Principal component analysis
Finally, we used principal component analysis (PCA) to screen the target genes associated with different pathological grades of HCC. As shown in Figure 5A, the calculated variances of the principal component (PC) 1, 2, and 3 equaled to 9.4%, 8.1%, and 6.3%, respectively. Based on the PC1/2 (Figure 5B) and PC1/2/3 (Figure 5C), we can effectively classificate the negative normal and overall HCC groups, but not the stage I, II, III-IV groups. Figure 5D shows the top 10 genes that contributing mainly to PC1 and PC2. We analyzed the expression level of these genes between HCC tissue and adjacent normal tissue, or in different pathological stages.
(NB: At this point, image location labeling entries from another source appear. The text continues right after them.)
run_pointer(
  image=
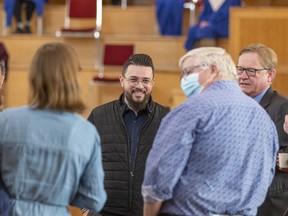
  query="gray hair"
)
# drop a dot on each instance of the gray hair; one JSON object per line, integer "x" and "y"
{"x": 213, "y": 55}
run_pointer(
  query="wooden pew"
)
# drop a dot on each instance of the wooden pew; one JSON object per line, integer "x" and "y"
{"x": 135, "y": 20}
{"x": 267, "y": 25}
{"x": 165, "y": 51}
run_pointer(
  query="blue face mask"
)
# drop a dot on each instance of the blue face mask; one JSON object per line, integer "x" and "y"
{"x": 190, "y": 85}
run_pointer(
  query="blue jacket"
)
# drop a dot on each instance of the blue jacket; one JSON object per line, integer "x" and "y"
{"x": 4, "y": 201}
{"x": 219, "y": 23}
{"x": 170, "y": 16}
{"x": 9, "y": 9}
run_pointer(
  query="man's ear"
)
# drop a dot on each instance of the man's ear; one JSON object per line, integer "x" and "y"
{"x": 271, "y": 75}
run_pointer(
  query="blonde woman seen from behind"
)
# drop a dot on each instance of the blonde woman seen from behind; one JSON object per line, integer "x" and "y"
{"x": 51, "y": 156}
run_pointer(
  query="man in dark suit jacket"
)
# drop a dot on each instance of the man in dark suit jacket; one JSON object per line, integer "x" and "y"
{"x": 256, "y": 69}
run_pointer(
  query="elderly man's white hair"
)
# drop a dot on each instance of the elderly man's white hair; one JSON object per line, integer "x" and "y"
{"x": 216, "y": 56}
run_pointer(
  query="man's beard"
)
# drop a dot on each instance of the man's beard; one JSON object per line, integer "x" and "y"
{"x": 136, "y": 106}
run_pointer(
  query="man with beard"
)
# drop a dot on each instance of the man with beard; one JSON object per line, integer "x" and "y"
{"x": 127, "y": 128}
{"x": 256, "y": 69}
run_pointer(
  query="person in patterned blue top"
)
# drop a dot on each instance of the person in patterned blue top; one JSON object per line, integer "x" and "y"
{"x": 215, "y": 153}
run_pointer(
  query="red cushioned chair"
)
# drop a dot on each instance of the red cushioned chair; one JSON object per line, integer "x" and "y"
{"x": 114, "y": 56}
{"x": 82, "y": 12}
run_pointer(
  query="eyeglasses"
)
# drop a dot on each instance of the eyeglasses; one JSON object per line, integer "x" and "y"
{"x": 251, "y": 72}
{"x": 133, "y": 81}
{"x": 187, "y": 71}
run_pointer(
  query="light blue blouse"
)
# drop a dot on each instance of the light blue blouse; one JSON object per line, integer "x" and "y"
{"x": 50, "y": 160}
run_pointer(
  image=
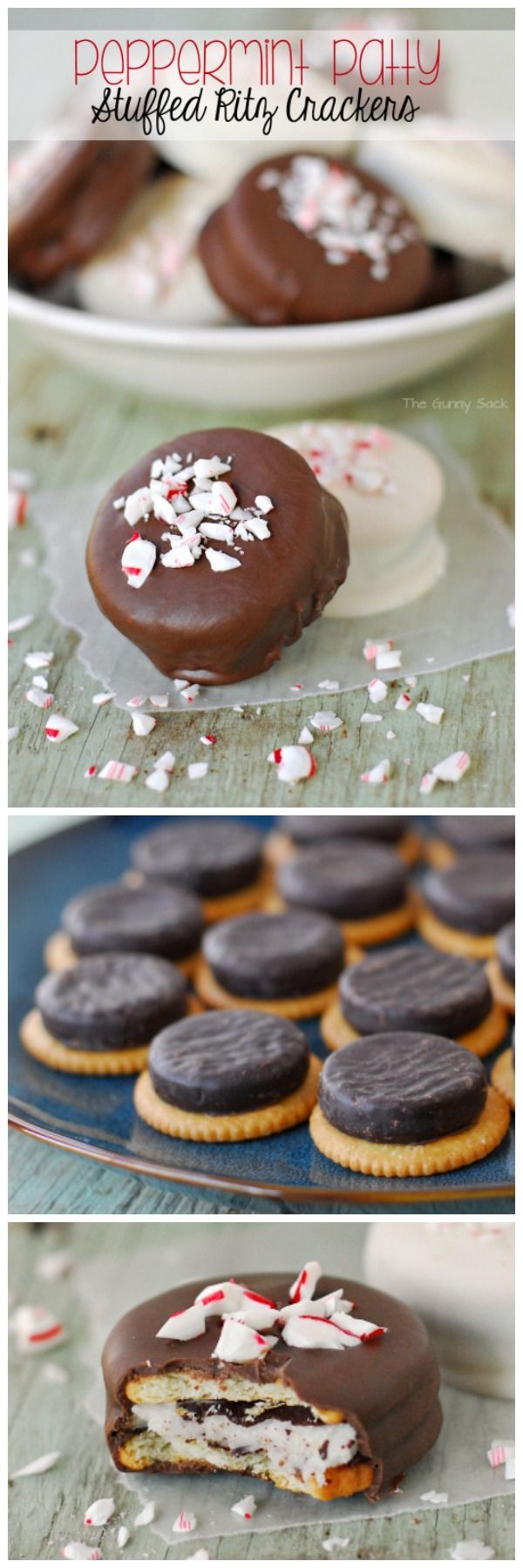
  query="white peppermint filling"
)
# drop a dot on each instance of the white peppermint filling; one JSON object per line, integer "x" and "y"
{"x": 291, "y": 1450}
{"x": 332, "y": 206}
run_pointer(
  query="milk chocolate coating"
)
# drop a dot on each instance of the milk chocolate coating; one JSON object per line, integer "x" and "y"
{"x": 476, "y": 894}
{"x": 387, "y": 1389}
{"x": 217, "y": 627}
{"x": 506, "y": 952}
{"x": 104, "y": 1004}
{"x": 476, "y": 833}
{"x": 68, "y": 215}
{"x": 415, "y": 987}
{"x": 268, "y": 270}
{"x": 272, "y": 956}
{"x": 209, "y": 856}
{"x": 403, "y": 1089}
{"x": 228, "y": 1062}
{"x": 352, "y": 882}
{"x": 150, "y": 919}
{"x": 309, "y": 830}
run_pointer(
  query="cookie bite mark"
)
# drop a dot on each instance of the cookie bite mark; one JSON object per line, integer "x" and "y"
{"x": 253, "y": 546}
{"x": 303, "y": 239}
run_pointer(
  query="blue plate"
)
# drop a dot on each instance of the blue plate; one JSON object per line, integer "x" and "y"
{"x": 96, "y": 1117}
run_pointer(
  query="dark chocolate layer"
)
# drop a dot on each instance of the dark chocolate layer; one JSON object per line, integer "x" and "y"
{"x": 309, "y": 830}
{"x": 209, "y": 856}
{"x": 349, "y": 880}
{"x": 415, "y": 987}
{"x": 270, "y": 956}
{"x": 403, "y": 1089}
{"x": 270, "y": 272}
{"x": 506, "y": 952}
{"x": 150, "y": 919}
{"x": 387, "y": 1389}
{"x": 68, "y": 212}
{"x": 476, "y": 833}
{"x": 227, "y": 626}
{"x": 476, "y": 894}
{"x": 104, "y": 1004}
{"x": 228, "y": 1062}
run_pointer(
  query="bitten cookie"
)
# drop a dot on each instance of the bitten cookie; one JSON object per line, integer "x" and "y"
{"x": 417, "y": 988}
{"x": 283, "y": 963}
{"x": 153, "y": 917}
{"x": 303, "y": 239}
{"x": 65, "y": 198}
{"x": 225, "y": 1078}
{"x": 214, "y": 552}
{"x": 407, "y": 1105}
{"x": 101, "y": 1015}
{"x": 269, "y": 1379}
{"x": 219, "y": 860}
{"x": 465, "y": 905}
{"x": 364, "y": 886}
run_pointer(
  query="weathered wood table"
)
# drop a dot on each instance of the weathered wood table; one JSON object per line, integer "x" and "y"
{"x": 68, "y": 429}
{"x": 46, "y": 1511}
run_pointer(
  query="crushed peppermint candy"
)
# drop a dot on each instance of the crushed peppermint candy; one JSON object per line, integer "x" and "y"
{"x": 293, "y": 762}
{"x": 60, "y": 728}
{"x": 184, "y": 1523}
{"x": 377, "y": 775}
{"x": 99, "y": 1512}
{"x": 431, "y": 713}
{"x": 335, "y": 207}
{"x": 119, "y": 772}
{"x": 198, "y": 505}
{"x": 245, "y": 1507}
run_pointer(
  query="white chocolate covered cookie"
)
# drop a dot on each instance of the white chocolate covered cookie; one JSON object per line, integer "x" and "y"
{"x": 150, "y": 270}
{"x": 391, "y": 490}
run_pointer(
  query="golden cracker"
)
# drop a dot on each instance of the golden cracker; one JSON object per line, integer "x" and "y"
{"x": 234, "y": 1128}
{"x": 503, "y": 1076}
{"x": 415, "y": 1159}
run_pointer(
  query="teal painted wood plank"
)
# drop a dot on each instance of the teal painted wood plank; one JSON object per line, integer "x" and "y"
{"x": 66, "y": 425}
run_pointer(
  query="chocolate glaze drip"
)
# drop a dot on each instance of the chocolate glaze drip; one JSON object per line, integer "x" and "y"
{"x": 387, "y": 1389}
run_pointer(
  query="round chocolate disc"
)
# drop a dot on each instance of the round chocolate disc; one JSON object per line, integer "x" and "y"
{"x": 309, "y": 830}
{"x": 350, "y": 882}
{"x": 476, "y": 894}
{"x": 506, "y": 952}
{"x": 104, "y": 1004}
{"x": 272, "y": 956}
{"x": 211, "y": 856}
{"x": 150, "y": 919}
{"x": 415, "y": 987}
{"x": 403, "y": 1089}
{"x": 476, "y": 833}
{"x": 228, "y": 1062}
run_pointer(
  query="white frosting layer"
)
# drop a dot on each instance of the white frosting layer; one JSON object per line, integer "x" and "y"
{"x": 460, "y": 192}
{"x": 459, "y": 1277}
{"x": 289, "y": 1450}
{"x": 391, "y": 490}
{"x": 150, "y": 268}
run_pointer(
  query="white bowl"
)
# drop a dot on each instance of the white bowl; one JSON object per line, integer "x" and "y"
{"x": 277, "y": 368}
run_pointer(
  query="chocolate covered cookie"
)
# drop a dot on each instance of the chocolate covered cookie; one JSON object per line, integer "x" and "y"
{"x": 101, "y": 1015}
{"x": 215, "y": 858}
{"x": 214, "y": 552}
{"x": 153, "y": 917}
{"x": 227, "y": 1078}
{"x": 362, "y": 885}
{"x": 65, "y": 198}
{"x": 417, "y": 988}
{"x": 303, "y": 239}
{"x": 465, "y": 905}
{"x": 275, "y": 1396}
{"x": 280, "y": 962}
{"x": 405, "y": 1105}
As shown in Figure 5E-F, compared with normal tissue, the SLC27A5, ALDH2, and DCXR genes were down-regulated (P<0.0001), while LAMTOR4 (P =0.003), SNRPA (P <0.0001) SNRPD2 (P <0.0001) genes were highly expressed, in overall HCC tissues. In addition, the expression of the SLC27A5, ADAM17, SNRPA, SNRPD2, and ALDH2 genes was associated with different pathologic stages (Figure 5E-F).
HLivH060PG02 HCC cohort analysis
After the above analyses of TCGA cohort, we obtained a series of HCC pathological grade-associated genes. We further assessed the survival prognosis value and of these genes through GEO database (data not shown), and analyzed the research status of genes through the on-line PubMed database retrieval. Thus, seven interesting genes, including GAS2L3, CUZD1, SNRPA, SNPRD2, SEMA3F, IQCA1, OIT3, were screened out. We analyzed the expression difference of these genes between the HCC tissues and corresponding adjacent normal tissues, in the Chinese HLivH060PG02 HCC cohort. Unfortunately, due to the lower amplification efficiency of the IQCA1 and OIT3, we finally analyzed the remaining five genes, namely GAS2L3, CUZD1, SNRPA, SNPRD2, and SEMA3F. Figure 6A illustrates the correlation between GAS2L3, SNRPA, SNRPD2 and the prognosis of HCC, as example. As shown in Figure 6B, compared with adjacent normal tissues, we observed a highly expressed level of GAS2L3 (P =0.036), SNRPA (P<0.001), and SNRPD2 (P=0.002) genes in HCC tissues. Moreover, these three genes in pathologic stage III showed a higher expression trend then that in stage III, but statistical significance was only detected for the GAS2L3 gene (P=0.013). Considering the small sample size, we do not rule out the correlation between SNRPA, SNRPD2 genes and pathological stage of HCC.